Any recipient that blindly relays or bounces any mail claiming to be
forwarded deserves to be blacklisted.  Of course, without SPF they
have no way of knowing.  And with SPF, the recipient needs one of these
to detect unauthorized forwards:

a) SRS in a recognized format
b) RSR or SUBMITTER

Note that SES/CBV and DBBF are incompatible in the sense that if a forwarder
implements DBBF only, there is no way to extract the originating domain 
for SES/CBV.

So making SES with CBV (preferably via DNS) available as a tool for
the mail recipient is great.  But ultimately, the sender is depending
on the vast majority of mail recipients in the world to behave responsibly.
If the recipients behave responsibly, the existing SPF+SRS set up is
adequate.

Unfortunately, the vast majority of systems that receive mail have clueless 
sysadmins.  It is often claimed that SES protects the sender from bounced
forgeries.  This is only true if the recipient machine behaves responsibly by 
rejecting mail it can't accept or sending DSN for mail it found a virus
in or whatever.  What actually happens is that the the recipient machine sends
regular mail to the ostensible sender for every spam it receives, becoming a
relay for spam.  Windows anti-virus software is the worst culprit.
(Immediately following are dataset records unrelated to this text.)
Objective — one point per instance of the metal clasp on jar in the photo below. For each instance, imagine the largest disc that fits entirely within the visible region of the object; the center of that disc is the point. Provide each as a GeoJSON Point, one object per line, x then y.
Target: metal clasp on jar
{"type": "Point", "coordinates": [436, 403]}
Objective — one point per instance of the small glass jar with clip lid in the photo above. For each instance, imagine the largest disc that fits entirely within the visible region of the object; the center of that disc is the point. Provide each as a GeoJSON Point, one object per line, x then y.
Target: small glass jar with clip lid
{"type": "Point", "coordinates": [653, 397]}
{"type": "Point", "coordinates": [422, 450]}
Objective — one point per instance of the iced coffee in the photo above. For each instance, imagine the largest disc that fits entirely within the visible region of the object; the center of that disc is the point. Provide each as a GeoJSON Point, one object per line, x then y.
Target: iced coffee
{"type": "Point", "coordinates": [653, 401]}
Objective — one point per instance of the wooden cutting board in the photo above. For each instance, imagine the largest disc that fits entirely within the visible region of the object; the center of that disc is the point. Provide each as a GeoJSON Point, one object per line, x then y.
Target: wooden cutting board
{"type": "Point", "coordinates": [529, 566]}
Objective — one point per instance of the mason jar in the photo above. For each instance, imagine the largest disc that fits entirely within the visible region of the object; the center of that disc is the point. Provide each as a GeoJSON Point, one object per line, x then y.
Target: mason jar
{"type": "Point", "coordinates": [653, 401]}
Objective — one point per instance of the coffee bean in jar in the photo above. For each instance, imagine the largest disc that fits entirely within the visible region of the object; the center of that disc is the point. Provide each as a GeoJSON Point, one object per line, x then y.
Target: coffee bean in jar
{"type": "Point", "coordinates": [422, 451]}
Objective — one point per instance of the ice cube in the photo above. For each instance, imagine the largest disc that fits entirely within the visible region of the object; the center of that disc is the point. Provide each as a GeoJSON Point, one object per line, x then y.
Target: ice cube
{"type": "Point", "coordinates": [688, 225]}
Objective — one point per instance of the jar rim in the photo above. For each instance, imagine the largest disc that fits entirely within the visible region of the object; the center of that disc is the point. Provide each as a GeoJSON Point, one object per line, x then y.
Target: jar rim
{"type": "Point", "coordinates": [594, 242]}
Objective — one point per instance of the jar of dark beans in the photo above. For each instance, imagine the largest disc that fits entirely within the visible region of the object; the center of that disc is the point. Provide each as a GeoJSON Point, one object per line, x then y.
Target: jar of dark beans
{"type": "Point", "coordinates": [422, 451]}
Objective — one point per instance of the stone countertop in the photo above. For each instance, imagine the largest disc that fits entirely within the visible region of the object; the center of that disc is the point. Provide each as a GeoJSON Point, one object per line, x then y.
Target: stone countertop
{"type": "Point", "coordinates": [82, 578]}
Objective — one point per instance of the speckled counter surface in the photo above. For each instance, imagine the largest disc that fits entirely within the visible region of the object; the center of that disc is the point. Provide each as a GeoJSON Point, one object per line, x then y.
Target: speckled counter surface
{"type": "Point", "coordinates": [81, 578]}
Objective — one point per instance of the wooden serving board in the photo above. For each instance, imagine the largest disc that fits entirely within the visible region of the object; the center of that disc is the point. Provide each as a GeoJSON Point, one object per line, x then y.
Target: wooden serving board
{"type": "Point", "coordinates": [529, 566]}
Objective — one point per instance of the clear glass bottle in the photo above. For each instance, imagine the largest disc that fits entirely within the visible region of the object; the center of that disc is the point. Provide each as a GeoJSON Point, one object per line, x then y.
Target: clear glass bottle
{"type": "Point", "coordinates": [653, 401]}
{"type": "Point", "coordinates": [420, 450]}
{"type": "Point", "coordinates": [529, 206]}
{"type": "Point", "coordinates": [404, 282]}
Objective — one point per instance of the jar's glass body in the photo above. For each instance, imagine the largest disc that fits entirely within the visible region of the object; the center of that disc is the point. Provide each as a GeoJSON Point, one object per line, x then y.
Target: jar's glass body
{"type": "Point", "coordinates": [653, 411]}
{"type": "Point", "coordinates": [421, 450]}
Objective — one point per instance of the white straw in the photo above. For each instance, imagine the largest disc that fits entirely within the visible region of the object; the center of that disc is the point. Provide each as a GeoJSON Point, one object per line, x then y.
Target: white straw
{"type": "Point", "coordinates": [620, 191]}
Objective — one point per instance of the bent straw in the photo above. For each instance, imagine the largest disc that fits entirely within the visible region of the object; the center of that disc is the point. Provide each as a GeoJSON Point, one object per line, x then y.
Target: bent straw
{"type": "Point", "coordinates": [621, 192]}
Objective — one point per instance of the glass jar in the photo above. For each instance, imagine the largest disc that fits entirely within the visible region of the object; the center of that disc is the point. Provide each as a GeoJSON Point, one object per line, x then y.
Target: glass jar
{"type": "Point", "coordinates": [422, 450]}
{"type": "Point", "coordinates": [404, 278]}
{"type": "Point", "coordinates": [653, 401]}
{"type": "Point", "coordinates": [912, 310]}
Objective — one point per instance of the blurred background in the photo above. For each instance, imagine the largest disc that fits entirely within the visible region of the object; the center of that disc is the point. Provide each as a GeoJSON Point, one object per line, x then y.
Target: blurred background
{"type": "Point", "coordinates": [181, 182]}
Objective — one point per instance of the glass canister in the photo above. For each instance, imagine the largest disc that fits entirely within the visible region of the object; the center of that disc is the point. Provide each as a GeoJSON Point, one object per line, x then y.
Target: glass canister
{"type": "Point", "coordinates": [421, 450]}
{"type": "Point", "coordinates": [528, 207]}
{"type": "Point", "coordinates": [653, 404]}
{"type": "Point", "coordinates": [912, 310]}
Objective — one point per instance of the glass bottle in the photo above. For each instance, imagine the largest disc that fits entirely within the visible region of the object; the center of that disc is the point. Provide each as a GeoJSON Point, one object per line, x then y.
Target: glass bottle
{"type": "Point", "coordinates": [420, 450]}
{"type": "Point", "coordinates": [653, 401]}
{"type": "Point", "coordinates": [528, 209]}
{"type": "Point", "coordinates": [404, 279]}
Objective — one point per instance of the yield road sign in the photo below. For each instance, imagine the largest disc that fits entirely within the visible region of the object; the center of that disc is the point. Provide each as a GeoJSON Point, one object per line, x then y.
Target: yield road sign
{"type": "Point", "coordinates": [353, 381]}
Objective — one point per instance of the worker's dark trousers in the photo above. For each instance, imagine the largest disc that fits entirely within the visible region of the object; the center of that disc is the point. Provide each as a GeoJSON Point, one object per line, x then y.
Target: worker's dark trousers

So my point is that so far the focus has been on combatting evil/clueless
mail *senders*.  I can't see at the moment how anything proposed
combats evil/clueless *recipients* who reply to all the spam they receive.
Blacklisting is problematic because there are far more Windoze users 
than spammers.  Content filtering works by learning to recognize these
bogus mail scanner replies.  However, the goal of SPF IMHO is to reduce the
volume of spam that gets past DATA.

Even if we have the system in place to validate the original sender,
it doesn't stop the vast majority of forged bounces.  

-- 
              Stuart D. Gathman <stuart(_at_)bmsi(_dot_)com>
    Business Management Systems Inc.  Phone: 703 591-0911 Fax: 703 591-6154
"Confutatis maledictis, flamis acribus addictis" - background song for
a Microsoft sponsored "Where do you want to go from here?" commercial.